I understand how to find the area of cross sections that might be squares or rectangles, but I haven't worked with equilateral triangles before. I also understand that the formula for the area of an equilateral triangle is: $\frac {a^2\sqrt3}{4}$, but I'm a bit lost over how I'd find the area or even the sides of the triangle in this case. Any help would be appreciated!
Best Answer
Please note that the equilateral triangle cross-section is parallel to $YZ$ plane (perpendicular to $x-$axis). The base of the equilateral triangle is $x^2$ as it is between $y = 0$ and $y = x^2$.
So sides of equilateral triangle $ = x^2$ and height $ = \frac{\sqrt3}{2} x^2$
For a given value of $z$, $y$ will vary between $\frac{z}{\sqrt3}$ and $x^2-\frac{z}{\sqrt3}$.

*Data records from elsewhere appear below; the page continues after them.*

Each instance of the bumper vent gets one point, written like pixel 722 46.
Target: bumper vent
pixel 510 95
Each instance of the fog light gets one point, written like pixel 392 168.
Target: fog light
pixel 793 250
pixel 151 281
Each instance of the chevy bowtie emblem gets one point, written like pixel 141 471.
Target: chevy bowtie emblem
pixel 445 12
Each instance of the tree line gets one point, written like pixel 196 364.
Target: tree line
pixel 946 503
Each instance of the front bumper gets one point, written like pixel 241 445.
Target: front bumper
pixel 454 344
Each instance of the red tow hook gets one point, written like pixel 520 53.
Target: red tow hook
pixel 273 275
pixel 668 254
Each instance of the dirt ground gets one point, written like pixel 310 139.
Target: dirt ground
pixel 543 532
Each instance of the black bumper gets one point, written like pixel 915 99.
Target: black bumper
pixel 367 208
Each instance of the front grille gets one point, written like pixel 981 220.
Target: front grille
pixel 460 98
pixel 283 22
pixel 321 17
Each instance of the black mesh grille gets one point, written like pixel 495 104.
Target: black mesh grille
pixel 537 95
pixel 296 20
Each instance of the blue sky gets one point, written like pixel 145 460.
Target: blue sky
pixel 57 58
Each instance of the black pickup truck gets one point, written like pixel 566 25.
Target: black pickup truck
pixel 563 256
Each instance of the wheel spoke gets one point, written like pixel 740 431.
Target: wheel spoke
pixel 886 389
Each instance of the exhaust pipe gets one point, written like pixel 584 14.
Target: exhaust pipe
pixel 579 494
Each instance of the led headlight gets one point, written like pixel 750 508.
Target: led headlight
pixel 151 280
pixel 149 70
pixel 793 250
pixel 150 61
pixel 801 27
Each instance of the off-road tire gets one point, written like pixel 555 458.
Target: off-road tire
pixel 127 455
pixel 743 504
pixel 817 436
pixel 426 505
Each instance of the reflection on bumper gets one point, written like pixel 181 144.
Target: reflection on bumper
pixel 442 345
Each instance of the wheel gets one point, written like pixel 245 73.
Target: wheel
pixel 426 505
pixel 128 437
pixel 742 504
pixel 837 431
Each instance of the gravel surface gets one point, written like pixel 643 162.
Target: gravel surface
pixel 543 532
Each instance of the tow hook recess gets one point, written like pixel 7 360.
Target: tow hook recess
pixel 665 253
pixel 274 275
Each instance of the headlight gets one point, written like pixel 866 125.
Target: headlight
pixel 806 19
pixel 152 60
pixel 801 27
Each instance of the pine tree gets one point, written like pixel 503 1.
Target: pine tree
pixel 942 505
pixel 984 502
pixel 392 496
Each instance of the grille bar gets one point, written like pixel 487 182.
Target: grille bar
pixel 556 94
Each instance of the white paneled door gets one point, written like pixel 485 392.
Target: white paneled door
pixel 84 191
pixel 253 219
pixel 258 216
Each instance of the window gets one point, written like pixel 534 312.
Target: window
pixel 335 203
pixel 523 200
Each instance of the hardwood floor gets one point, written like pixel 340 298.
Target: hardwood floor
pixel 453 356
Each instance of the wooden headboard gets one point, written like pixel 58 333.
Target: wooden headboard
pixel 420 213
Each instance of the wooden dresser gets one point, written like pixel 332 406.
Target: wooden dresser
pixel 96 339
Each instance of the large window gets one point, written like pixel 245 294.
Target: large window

The limits of $y$ come from the fact that at any given height ($z$) in the triangle if we drop perpendicular from two edges to the base, the distance from both vertices of the base to the foot of the perpendicular will be $ = z \cot 60^0= \frac{z}{\sqrt3} \ $.
So the integral to find volume should be
$\displaystyle \int_{0}^{4} \int_{0}^{\frac{\sqrt3}{2} x^2} \int_{\frac{z}{\sqrt3}}^{x^2- \frac{z}{\sqrt3}} dy \ dz \ dx$
If you integrate wrt $dz$ first, you will have to split the integral into two hence the choice of the order.